Wanting to have more encounters is a separate issue and has nothing to do with worldbuilding. In that case the only answer is to have differing amounts of encounters.

I (and I believe [MENTION=22779]Hussar[/MENTION] and a few others) are basically saying when you take the time to craft the encounters logically so that they fit in your world you don't run into a problem where they impact it in the manner you seem to believe must happen. Instead your wroldbuilding is impacting your encounters (which is my preferred method). At 14th level though you are considered special and are supposed to be traveling and handling things that can affect whole continents and regions. At this point you pretty much are a trouble magnet and there should be powerful forces actively opposing you. Now if you're at 14th level and are still clearing out the dungeons of the local town... well that seems more a conflict between the vision of the game itself and your adventures/campaign structure than a problem with actual worldbuilding and encounters..
 

Imaro

Legend
Right, you've built your world to accommodate your encounter pacing mechanic -- safe areas are immune from any encounters because the world will not allow them to exist and still be called safe. In other words, your world is now built in such a way as to explain why there are never any encounters in a safe area. Maybe the Nevertrouble Way has enchanted mile markers so that there cannot be any violence on the roadway. But did you pick that for your world and then pick your pacing mechanism and are lucky they match for the Nevertrouble Way, or did you build your world with the idea that you'd be using 3 deadlies/day and needed explanations why some areas are immune from encounters?

Wrong again you're doing it backwards... I build my world and then use it to inform logical encounters that fit it. Whether I use 3 deadly or 6-8 moderate or hard is really of no consequence to me because either could fit. I adjust number encountered, CR, etc. to adjust the encounter so that it doesn't impact the world.
 

Imaro

Legend
Sure that is true, but you still have another two deadly encounters. More assasssins? I can see it working if you're using the strict progression rates and encounter days required to level up (refer [MENTION=71699]vonklaude[/MENTION]'s rest method in one of the splinter rest threads) which come to 33 days for level 1-20.
For someone like me, who uses a much slower advanacement, upping the difficutly rating to deadly for 3 deadly encounters per day (for attrition) is just not practical and affects my world building.

Well it was in the context of wanting to have the standard advancement track for PC's. Wanting slower advancement is a different kettle of worms... But exactly how does using deadly encounters affect your worldbuilding... if you use the worldbuilding to inform what encounters are taking place?
 

Ovinomancer

No flips for you!
Wrong again you're doing it backwards... I build my world and then use it to inform logical encounters that fit it. Whether I use 3 deadly or 6-8 moderate or hard is really of no consequence to me because either could fit. I adjust number encountered, CR, etc. to adjust the encounter so that it doesn't impact the world.

Can you provide examples from the game you're currently running?
 


Ovinomancer

No flips for you!
Wanting to have more encounters is a separate issue and has nothing to do with worldbuilding. In that case the only answer is to have differing amounts of encounters.
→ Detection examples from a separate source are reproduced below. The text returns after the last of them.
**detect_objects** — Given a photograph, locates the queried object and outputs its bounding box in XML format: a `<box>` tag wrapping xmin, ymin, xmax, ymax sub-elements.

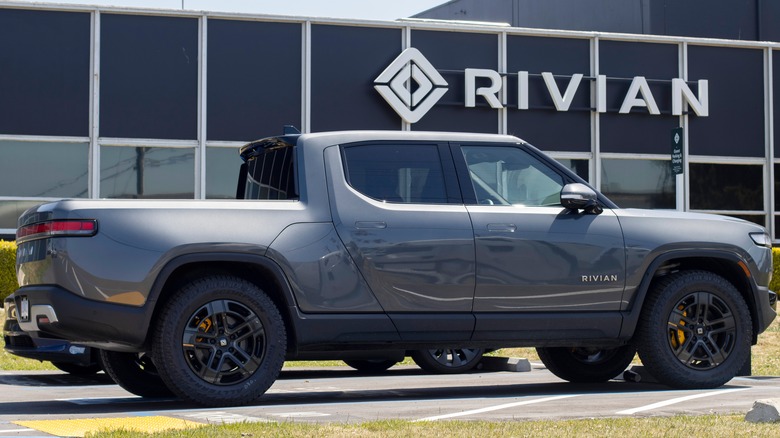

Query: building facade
<box><xmin>0</xmin><ymin>2</ymin><xmax>780</xmax><ymax>239</ymax></box>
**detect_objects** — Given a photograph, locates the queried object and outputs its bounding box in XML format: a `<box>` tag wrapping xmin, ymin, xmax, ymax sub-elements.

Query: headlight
<box><xmin>750</xmin><ymin>232</ymin><xmax>772</xmax><ymax>248</ymax></box>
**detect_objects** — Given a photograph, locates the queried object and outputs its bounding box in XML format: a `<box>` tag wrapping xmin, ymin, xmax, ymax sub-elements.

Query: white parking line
<box><xmin>615</xmin><ymin>388</ymin><xmax>751</xmax><ymax>415</ymax></box>
<box><xmin>414</xmin><ymin>394</ymin><xmax>580</xmax><ymax>421</ymax></box>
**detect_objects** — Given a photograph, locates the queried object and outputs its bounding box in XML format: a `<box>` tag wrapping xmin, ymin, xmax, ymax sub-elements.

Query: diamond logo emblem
<box><xmin>374</xmin><ymin>48</ymin><xmax>448</xmax><ymax>123</ymax></box>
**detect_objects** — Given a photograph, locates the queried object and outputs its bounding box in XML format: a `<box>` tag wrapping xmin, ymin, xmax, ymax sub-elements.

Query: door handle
<box><xmin>355</xmin><ymin>221</ymin><xmax>387</xmax><ymax>230</ymax></box>
<box><xmin>487</xmin><ymin>224</ymin><xmax>517</xmax><ymax>233</ymax></box>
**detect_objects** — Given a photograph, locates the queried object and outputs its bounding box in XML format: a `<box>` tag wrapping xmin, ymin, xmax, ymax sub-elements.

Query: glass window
<box><xmin>461</xmin><ymin>146</ymin><xmax>564</xmax><ymax>206</ymax></box>
<box><xmin>100</xmin><ymin>146</ymin><xmax>195</xmax><ymax>199</ymax></box>
<box><xmin>689</xmin><ymin>163</ymin><xmax>764</xmax><ymax>211</ymax></box>
<box><xmin>243</xmin><ymin>142</ymin><xmax>297</xmax><ymax>199</ymax></box>
<box><xmin>310</xmin><ymin>24</ymin><xmax>403</xmax><ymax>132</ymax></box>
<box><xmin>0</xmin><ymin>9</ymin><xmax>92</xmax><ymax>137</ymax></box>
<box><xmin>100</xmin><ymin>14</ymin><xmax>198</xmax><ymax>139</ymax></box>
<box><xmin>555</xmin><ymin>158</ymin><xmax>590</xmax><ymax>181</ymax></box>
<box><xmin>344</xmin><ymin>144</ymin><xmax>447</xmax><ymax>204</ymax></box>
<box><xmin>601</xmin><ymin>159</ymin><xmax>676</xmax><ymax>209</ymax></box>
<box><xmin>0</xmin><ymin>141</ymin><xmax>89</xmax><ymax>198</ymax></box>
<box><xmin>206</xmin><ymin>147</ymin><xmax>242</xmax><ymax>199</ymax></box>
<box><xmin>206</xmin><ymin>18</ymin><xmax>301</xmax><ymax>140</ymax></box>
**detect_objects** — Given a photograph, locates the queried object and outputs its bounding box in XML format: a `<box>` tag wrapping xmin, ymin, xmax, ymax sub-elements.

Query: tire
<box><xmin>411</xmin><ymin>348</ymin><xmax>485</xmax><ymax>374</ymax></box>
<box><xmin>344</xmin><ymin>359</ymin><xmax>398</xmax><ymax>374</ymax></box>
<box><xmin>51</xmin><ymin>362</ymin><xmax>103</xmax><ymax>376</ymax></box>
<box><xmin>100</xmin><ymin>350</ymin><xmax>173</xmax><ymax>398</ymax></box>
<box><xmin>152</xmin><ymin>275</ymin><xmax>287</xmax><ymax>406</ymax></box>
<box><xmin>637</xmin><ymin>271</ymin><xmax>753</xmax><ymax>389</ymax></box>
<box><xmin>536</xmin><ymin>345</ymin><xmax>636</xmax><ymax>383</ymax></box>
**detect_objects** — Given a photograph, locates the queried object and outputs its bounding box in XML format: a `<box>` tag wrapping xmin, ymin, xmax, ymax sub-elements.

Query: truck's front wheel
<box><xmin>153</xmin><ymin>275</ymin><xmax>286</xmax><ymax>406</ymax></box>
<box><xmin>637</xmin><ymin>271</ymin><xmax>753</xmax><ymax>388</ymax></box>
I (and I believe [MENTION=22779]Hussar[/MENTION] and a few others) are basically saying when you take the time to craft the encounters logically so that they fit in your world you don't run into a problem where they impact it in the manner you seem to believe must happen. Instead your wroldbuilding is impacting your encounters (which is my preferred method). At 14th level though you are considered special and are supposed to be traveling and handling things that can affect whole continents and regions. At this point you pretty much are a trouble magnet and there should be powerful forces actively opposing you. Now if you're at 14th level and are still clearing out the dungeons of the local town... well that seems more a conflict between the vision of the game itself and your adventures/campaign structure than a problem with actual worldbuilding and encounters..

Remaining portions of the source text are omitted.